Iranians further isolated by contacts ban
Amnesty International fears the Iranian authorities are implementing a programme that will isolate Iranians from the outside world after contact with more than 60 foreign institutions, including human rights organizations, was banned.
A statement issued by the Iranian authorities on Tuesday also designates as subversive a number of foreign media outlets, thereby criminalizing contacts with them.
The move leaves anyone making such contacts at risk of prosecution and appears designed to hide from the world the true scale of what is happening in Iran and to obstruct reporting on human rights violations, the organization said.
It also follows the recent arrests of journalists and human rights defenders, who have been instrumental in letting the world know of the gross rights violations occurring in Iran, including the 2009 recipient of the Martin Ennals Award, Emadeddin Baghi.
Such moves are a breach of Article 19 of the International Covenant on Civil and Political Rights to which Iran is a state party, which guarantees freedom to seek, receive and impart information and ideas of all kinds, regardless of frontiers, either orally, in writing or in print, in the form of art, or through any other media.

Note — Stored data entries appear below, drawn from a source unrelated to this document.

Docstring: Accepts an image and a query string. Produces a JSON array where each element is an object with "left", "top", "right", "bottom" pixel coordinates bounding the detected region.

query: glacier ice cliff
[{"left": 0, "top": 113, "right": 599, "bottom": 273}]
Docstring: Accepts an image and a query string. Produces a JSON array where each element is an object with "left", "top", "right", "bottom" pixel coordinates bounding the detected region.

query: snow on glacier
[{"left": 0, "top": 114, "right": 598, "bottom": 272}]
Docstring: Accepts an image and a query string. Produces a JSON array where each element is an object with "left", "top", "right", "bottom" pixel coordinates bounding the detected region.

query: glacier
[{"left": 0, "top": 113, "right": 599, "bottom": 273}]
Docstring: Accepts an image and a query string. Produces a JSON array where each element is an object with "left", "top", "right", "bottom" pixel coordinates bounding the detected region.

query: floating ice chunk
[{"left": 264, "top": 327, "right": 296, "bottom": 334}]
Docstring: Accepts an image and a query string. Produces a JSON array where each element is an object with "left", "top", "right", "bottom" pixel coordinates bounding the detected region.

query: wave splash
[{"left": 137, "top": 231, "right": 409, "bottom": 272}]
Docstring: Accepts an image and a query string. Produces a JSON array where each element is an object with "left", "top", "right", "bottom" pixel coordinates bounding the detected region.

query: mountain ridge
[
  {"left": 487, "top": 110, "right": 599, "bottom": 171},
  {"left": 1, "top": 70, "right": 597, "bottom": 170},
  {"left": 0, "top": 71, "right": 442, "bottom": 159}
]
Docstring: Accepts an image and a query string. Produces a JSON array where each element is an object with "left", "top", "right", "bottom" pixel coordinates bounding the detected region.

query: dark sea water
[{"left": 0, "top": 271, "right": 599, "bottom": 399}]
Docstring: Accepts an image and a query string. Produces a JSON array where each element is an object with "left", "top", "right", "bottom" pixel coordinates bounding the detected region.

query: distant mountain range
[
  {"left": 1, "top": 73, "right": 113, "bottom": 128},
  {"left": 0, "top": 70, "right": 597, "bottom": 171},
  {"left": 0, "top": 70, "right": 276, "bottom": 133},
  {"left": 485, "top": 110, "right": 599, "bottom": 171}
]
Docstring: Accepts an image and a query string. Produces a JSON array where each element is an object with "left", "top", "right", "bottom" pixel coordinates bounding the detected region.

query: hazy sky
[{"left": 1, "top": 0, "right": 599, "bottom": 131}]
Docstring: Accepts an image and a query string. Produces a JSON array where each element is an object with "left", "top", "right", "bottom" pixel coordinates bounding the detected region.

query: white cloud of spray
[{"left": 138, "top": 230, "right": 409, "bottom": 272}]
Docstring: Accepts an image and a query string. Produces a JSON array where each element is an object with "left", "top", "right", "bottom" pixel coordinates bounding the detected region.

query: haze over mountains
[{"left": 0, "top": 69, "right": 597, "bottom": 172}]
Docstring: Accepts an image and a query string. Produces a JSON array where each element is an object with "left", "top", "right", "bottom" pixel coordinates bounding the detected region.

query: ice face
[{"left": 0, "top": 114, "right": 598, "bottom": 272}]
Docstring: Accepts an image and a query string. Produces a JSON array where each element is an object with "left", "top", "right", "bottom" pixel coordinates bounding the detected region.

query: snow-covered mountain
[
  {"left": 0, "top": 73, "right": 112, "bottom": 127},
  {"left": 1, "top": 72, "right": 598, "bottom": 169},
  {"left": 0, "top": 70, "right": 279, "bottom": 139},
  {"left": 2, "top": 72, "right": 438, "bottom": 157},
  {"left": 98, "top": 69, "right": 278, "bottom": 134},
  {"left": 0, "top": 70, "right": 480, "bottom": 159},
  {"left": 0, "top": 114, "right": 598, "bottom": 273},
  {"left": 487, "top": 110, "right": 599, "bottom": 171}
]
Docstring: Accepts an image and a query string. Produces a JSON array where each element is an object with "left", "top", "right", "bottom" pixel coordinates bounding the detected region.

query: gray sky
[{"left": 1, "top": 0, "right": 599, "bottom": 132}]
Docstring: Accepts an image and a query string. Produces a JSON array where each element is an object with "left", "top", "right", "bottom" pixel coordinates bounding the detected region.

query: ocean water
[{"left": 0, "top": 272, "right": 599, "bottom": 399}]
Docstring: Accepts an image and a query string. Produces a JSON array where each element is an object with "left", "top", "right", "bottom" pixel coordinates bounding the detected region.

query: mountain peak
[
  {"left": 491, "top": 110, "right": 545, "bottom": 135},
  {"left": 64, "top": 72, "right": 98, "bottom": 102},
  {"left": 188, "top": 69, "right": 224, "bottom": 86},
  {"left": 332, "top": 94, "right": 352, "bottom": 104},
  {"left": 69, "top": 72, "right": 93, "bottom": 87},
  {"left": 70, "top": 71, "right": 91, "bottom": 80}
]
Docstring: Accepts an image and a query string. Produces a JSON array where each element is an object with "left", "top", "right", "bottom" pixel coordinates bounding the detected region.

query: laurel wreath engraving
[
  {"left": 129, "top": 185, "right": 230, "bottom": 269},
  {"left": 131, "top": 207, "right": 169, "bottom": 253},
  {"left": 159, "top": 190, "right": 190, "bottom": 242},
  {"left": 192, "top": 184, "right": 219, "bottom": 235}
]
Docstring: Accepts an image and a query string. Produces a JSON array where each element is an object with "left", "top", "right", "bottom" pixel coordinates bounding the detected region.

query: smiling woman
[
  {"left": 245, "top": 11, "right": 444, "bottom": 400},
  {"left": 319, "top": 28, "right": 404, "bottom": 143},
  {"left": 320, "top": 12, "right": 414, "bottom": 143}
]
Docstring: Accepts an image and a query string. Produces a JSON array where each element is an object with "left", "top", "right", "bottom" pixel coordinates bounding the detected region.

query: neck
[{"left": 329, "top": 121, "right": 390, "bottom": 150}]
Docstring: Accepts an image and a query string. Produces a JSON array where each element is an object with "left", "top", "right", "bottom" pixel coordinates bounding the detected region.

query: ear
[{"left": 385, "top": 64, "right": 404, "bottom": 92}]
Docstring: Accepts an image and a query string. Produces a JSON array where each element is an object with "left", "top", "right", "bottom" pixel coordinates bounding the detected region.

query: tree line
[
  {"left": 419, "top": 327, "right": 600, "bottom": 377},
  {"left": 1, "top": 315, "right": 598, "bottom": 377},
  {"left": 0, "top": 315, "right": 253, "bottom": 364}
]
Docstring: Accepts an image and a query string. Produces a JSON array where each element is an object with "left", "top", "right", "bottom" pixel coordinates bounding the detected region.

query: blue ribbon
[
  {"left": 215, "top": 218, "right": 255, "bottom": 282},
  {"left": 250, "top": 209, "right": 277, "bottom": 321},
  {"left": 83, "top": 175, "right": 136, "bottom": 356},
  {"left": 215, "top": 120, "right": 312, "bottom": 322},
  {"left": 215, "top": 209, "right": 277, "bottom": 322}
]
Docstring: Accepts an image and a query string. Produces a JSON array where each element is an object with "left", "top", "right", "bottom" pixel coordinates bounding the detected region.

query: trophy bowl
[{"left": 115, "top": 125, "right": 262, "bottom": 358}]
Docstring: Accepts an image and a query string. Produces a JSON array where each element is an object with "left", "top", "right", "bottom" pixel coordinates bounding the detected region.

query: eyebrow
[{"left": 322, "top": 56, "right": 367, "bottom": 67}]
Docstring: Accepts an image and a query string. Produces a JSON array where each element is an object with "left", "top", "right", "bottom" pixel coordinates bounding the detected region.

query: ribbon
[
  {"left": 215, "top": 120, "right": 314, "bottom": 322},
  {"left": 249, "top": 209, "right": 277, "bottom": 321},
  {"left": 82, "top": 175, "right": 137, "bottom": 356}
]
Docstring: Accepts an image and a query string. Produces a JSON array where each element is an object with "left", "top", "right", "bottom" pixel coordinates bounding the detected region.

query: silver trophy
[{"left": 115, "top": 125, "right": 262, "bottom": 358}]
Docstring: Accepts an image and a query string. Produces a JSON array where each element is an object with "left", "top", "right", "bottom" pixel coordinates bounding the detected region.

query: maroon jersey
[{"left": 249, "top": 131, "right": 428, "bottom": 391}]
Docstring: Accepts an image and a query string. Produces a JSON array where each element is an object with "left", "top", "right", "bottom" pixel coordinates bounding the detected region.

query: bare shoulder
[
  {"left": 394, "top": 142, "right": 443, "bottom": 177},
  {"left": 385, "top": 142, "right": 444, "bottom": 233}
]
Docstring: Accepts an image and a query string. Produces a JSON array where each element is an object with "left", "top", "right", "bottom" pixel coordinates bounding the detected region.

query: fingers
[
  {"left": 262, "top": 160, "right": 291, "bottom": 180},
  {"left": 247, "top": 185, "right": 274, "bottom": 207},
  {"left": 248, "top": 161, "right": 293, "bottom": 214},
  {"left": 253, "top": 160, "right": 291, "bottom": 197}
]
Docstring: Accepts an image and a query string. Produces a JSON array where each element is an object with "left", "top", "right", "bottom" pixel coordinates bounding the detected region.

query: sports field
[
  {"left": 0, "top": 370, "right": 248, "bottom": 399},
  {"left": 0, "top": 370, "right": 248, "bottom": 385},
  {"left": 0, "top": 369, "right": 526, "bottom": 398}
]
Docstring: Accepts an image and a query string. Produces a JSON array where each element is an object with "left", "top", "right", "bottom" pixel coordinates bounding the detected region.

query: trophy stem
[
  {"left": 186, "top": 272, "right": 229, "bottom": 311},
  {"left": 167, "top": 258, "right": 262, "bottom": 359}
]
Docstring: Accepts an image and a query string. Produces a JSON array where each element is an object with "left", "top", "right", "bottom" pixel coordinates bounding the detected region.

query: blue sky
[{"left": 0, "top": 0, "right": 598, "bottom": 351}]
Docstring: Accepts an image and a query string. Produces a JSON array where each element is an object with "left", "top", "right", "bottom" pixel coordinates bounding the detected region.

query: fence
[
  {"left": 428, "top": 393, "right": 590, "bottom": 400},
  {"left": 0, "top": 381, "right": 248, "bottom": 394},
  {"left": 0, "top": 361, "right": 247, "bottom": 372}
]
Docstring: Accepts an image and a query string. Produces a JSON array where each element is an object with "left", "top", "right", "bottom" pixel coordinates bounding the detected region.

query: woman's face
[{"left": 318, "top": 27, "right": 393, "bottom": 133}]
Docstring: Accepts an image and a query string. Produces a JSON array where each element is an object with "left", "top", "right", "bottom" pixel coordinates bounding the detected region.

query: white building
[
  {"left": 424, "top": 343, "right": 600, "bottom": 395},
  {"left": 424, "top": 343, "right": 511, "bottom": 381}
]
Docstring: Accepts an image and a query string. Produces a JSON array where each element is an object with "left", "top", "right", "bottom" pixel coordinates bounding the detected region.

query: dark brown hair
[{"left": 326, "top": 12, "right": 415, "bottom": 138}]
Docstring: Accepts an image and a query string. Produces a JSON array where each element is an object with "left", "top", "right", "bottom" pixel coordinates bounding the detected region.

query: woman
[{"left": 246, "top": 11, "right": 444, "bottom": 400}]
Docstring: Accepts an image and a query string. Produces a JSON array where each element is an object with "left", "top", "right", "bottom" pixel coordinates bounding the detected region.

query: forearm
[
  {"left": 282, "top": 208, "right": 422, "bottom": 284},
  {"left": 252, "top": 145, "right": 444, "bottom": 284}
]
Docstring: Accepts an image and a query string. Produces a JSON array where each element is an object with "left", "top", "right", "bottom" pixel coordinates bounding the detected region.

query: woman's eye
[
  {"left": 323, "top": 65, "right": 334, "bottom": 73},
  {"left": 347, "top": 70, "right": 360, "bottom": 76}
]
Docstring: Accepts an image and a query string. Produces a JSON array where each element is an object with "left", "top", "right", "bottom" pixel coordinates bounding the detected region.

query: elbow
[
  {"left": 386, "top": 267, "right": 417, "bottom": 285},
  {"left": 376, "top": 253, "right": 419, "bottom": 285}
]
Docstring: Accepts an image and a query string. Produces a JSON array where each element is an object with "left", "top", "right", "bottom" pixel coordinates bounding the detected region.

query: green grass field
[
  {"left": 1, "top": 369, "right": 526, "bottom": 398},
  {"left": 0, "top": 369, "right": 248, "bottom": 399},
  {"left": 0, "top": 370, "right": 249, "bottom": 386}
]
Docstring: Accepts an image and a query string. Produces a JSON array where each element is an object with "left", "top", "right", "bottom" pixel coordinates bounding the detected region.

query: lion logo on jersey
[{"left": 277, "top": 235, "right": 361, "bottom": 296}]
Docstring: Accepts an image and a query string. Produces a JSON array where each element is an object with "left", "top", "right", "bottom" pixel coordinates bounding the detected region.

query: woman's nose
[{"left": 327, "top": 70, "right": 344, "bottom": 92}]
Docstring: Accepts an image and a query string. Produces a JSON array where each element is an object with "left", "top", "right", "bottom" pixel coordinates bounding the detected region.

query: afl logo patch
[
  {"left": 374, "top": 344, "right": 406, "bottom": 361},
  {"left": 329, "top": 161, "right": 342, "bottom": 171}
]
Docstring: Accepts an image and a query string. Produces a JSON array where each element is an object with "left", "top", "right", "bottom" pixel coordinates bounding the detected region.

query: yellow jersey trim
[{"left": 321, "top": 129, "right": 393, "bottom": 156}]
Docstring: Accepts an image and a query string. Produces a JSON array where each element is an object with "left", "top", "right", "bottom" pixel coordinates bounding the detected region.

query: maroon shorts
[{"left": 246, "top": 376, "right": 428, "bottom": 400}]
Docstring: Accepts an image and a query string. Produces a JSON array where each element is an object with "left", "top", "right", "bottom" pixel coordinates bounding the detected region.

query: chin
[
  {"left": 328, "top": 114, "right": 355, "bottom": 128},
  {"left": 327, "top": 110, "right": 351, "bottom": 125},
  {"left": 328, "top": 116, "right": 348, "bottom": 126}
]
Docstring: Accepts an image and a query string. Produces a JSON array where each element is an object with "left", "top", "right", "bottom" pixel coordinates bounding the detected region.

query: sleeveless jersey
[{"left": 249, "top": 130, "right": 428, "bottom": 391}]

Crimes against national security in Iran attract penalties from three months to ten years' imprisonment. In some circumstances, they can attract the death penalty.
Some of the media outlets and institutions mentioned were referred to in the general indictments read out at the initial sessions of the "show trials" held in August of those detained after the disputed presidential election in June 2009. The organizations were accused by the prosecution of fomenting a "soft revolution" in Iran.